0〜1歳
子猫のケアガイド
子猫期は体と心が急速に成長する大切な時期です。適切な栄養、ワクチン接種、社会化トレーニングが、その後の健康な猫生を左右します。このガイドでは、0〜1歳の子猫に必要なケアを網羅的に解説します。
子猫のケアポイント
食事と栄養管理
子猫は成猫の約3倍のカロリーを必要とします。生後4週から離乳食を開始し、8週までに完全にドライ/ウェットフードに移行しましょう。子猫用フードは高タンパク・高カロリーで、タウリン・DHA・カルシウムなど成長に必要な栄養素が強化されています。1日3〜4回に分けて与え、生後6ヶ月以降は1日2回に減らしていきます。新鮮な水を常に用意し、牛乳は乳糖不耐症の原因になるため与えないでください。
ワクチンスケジュール
生後8週から3種混合ワクチン(猫パルボ・猫カリシ・猫ヘルペス)の接種を開始します。3〜4週間隔で追加接種を行い、生後16週までに計3回接種するのが基本です。外出する猫は猫白血病ウイルス(FeLV)ワクチンも推奨されます。初回接種前の子猫は母猫からの移行抗体で守られますが、この抗体は徐々に低下するため、接種のタイミングが重要です。接種後は1〜2日安静にさせましょう。
社会化トレーニング
生後2〜7週が社会化の「感受期」です。
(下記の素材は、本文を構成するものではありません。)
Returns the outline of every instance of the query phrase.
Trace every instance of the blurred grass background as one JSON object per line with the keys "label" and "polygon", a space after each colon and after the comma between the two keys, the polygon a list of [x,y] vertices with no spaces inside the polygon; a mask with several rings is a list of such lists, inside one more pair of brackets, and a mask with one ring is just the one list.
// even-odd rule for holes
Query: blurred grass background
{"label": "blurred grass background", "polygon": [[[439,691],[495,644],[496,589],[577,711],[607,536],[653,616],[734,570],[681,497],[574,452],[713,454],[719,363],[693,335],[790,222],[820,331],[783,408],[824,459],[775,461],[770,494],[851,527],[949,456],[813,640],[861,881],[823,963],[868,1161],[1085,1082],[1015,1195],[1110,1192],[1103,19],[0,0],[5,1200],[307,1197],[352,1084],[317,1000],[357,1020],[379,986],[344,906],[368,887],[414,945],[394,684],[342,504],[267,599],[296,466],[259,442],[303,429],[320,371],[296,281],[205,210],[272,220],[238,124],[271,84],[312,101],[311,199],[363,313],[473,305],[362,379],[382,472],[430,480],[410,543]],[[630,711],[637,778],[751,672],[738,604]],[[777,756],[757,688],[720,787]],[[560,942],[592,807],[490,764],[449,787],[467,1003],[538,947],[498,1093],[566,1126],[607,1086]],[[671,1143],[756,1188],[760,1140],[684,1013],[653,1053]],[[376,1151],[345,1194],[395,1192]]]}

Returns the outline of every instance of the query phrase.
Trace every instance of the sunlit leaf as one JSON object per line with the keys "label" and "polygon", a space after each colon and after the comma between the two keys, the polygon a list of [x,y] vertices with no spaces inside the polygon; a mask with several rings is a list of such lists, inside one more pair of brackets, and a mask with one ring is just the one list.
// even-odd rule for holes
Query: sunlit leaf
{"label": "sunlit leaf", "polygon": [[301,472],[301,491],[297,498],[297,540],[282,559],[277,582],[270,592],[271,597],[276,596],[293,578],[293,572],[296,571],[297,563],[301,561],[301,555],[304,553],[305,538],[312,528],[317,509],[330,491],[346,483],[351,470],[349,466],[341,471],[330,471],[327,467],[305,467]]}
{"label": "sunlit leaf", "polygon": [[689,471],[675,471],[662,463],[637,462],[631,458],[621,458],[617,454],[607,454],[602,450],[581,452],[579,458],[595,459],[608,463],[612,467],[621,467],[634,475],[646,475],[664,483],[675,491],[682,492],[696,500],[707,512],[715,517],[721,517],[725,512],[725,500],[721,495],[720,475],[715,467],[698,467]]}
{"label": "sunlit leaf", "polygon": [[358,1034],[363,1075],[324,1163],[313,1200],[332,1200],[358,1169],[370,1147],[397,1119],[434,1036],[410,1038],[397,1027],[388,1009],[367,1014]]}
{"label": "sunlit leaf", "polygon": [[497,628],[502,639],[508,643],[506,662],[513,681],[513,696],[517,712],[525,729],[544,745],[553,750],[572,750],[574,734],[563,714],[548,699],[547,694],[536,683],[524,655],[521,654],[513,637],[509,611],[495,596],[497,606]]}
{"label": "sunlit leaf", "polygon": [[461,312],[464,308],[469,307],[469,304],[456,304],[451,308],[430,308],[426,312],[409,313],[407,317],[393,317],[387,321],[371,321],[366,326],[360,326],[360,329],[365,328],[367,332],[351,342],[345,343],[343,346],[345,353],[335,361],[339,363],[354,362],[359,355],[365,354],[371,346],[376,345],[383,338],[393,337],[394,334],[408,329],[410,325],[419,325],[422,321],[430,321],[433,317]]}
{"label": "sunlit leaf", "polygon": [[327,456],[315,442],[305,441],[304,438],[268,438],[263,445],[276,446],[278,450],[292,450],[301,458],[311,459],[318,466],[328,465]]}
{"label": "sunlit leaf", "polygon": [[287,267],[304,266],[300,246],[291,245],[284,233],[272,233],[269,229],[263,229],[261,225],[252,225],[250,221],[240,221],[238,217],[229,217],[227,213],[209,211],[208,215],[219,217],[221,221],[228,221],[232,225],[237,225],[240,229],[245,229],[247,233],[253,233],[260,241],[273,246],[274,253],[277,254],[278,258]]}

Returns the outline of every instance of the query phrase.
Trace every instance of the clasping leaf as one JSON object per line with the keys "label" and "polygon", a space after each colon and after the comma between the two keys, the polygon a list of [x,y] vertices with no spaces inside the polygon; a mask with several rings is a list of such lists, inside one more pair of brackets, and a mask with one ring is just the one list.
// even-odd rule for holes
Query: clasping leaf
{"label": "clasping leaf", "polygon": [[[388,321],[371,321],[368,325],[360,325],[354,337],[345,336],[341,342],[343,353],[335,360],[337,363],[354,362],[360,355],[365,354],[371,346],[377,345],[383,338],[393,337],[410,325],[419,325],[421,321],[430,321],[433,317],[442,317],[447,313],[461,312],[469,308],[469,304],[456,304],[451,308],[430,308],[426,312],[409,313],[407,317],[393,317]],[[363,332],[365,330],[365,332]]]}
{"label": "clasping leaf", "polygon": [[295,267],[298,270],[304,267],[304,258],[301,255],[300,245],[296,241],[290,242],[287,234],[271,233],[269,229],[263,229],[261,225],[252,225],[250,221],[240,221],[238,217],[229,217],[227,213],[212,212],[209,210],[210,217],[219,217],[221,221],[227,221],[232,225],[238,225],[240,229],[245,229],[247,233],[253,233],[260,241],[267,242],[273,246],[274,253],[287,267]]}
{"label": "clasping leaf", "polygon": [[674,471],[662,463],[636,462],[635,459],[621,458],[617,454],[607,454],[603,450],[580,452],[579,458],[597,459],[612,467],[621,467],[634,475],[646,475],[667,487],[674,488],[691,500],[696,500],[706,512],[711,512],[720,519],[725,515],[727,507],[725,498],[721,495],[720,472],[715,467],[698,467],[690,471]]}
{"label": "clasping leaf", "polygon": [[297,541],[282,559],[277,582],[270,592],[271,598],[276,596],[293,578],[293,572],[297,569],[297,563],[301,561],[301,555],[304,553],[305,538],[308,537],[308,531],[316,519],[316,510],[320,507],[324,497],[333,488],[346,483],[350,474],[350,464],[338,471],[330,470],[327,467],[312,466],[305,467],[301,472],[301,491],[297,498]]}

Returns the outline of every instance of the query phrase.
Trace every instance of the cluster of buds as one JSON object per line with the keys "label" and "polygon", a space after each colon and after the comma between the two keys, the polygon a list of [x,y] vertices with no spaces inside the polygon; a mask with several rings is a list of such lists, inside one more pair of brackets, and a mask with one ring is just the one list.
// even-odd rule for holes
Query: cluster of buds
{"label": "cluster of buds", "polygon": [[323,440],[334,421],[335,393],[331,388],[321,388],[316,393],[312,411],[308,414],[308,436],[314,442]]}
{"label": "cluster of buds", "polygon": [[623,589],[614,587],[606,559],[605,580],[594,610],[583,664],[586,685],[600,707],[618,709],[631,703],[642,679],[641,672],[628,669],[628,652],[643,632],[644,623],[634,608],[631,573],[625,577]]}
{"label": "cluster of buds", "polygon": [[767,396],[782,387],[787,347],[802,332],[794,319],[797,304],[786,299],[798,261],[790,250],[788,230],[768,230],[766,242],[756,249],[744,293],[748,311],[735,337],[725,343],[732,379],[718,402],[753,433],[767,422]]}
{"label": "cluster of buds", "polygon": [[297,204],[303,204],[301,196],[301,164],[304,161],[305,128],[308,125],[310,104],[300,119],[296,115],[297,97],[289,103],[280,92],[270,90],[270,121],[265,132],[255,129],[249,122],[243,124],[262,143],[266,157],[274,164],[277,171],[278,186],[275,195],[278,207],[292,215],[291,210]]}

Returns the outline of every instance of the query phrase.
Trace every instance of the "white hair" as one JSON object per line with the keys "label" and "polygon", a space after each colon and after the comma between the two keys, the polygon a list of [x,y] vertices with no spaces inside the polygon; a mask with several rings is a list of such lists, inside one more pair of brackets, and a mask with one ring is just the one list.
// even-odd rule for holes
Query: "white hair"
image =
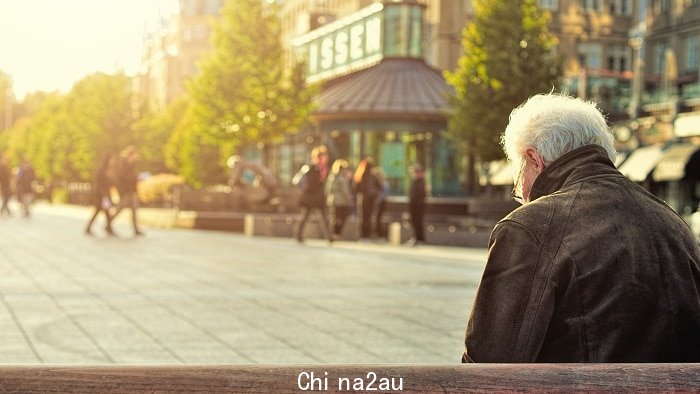
{"label": "white hair", "polygon": [[615,160],[614,137],[595,103],[561,94],[538,94],[510,113],[501,144],[519,163],[532,148],[550,164],[584,145],[600,145]]}

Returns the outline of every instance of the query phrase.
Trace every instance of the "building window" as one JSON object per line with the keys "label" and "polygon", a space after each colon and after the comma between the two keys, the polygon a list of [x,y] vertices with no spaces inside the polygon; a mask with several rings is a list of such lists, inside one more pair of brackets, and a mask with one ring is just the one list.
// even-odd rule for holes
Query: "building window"
{"label": "building window", "polygon": [[662,74],[666,68],[666,48],[668,48],[668,44],[665,42],[654,45],[652,73],[655,75]]}
{"label": "building window", "polygon": [[610,0],[610,13],[613,15],[632,15],[630,0]]}
{"label": "building window", "polygon": [[686,40],[685,69],[686,71],[698,70],[698,36],[690,36]]}
{"label": "building window", "polygon": [[583,43],[578,45],[580,66],[595,69],[602,66],[602,47],[600,44]]}
{"label": "building window", "polygon": [[538,3],[543,10],[556,10],[559,7],[558,0],[538,0]]}
{"label": "building window", "polygon": [[387,7],[384,13],[384,48],[387,56],[406,56],[408,51],[408,23],[406,7]]}
{"label": "building window", "polygon": [[600,11],[601,0],[581,0],[581,8],[584,11]]}
{"label": "building window", "polygon": [[671,0],[653,0],[654,15],[667,14]]}
{"label": "building window", "polygon": [[608,70],[625,72],[629,65],[628,59],[632,56],[631,50],[626,45],[608,46]]}

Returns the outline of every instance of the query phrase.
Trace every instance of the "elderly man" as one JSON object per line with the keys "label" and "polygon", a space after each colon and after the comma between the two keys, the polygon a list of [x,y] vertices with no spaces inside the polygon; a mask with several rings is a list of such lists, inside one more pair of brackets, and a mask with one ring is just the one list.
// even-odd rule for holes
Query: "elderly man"
{"label": "elderly man", "polygon": [[700,361],[697,241],[615,169],[595,105],[534,96],[503,145],[523,206],[491,235],[462,361]]}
この時期にさまざまな人、音、環境に触れさせることで、恐怖心の少ない安定した性格の猫に育ちます。優しく触れることに慣れさせ、爪切りや歯磨き、キャリーに入る練習も早い段階で始めましょう。他の猫や犬との穏やかな接触も有益です。ただし、ワクチン未完了の子猫を外に出すのは感染リスクがあるため避けてください。
避妊・去勢手術
避妊・去勢手術は生後5〜6ヶ月が推奨タイミングです。未手術のメス猫は子宮蓄膿症や乳腺腫瘍のリスクが高まり、オス猫はスプレー行動や攻撃性の問題が起きやすくなります。手術後は代謝が下がるため、食事量の調整が必要です。術後の回復は通常1週間程度で、エリザベスカラーを使って傷口を保護しましょう。
遊びと運動
子猫は1日に数十分の活発な遊び時間が必要です。猫じゃらし、ボール、トンネルなどで狩猟本能を満たす遊びを提供しましょう。遊びは筋肉の発達、肥満防止、ストレス発散に重要です。紐やゴムバンドなど誤飲の危険がある物は片付けてください。キャットタワーを設置し、上下運動できる環境を作ることも大切です。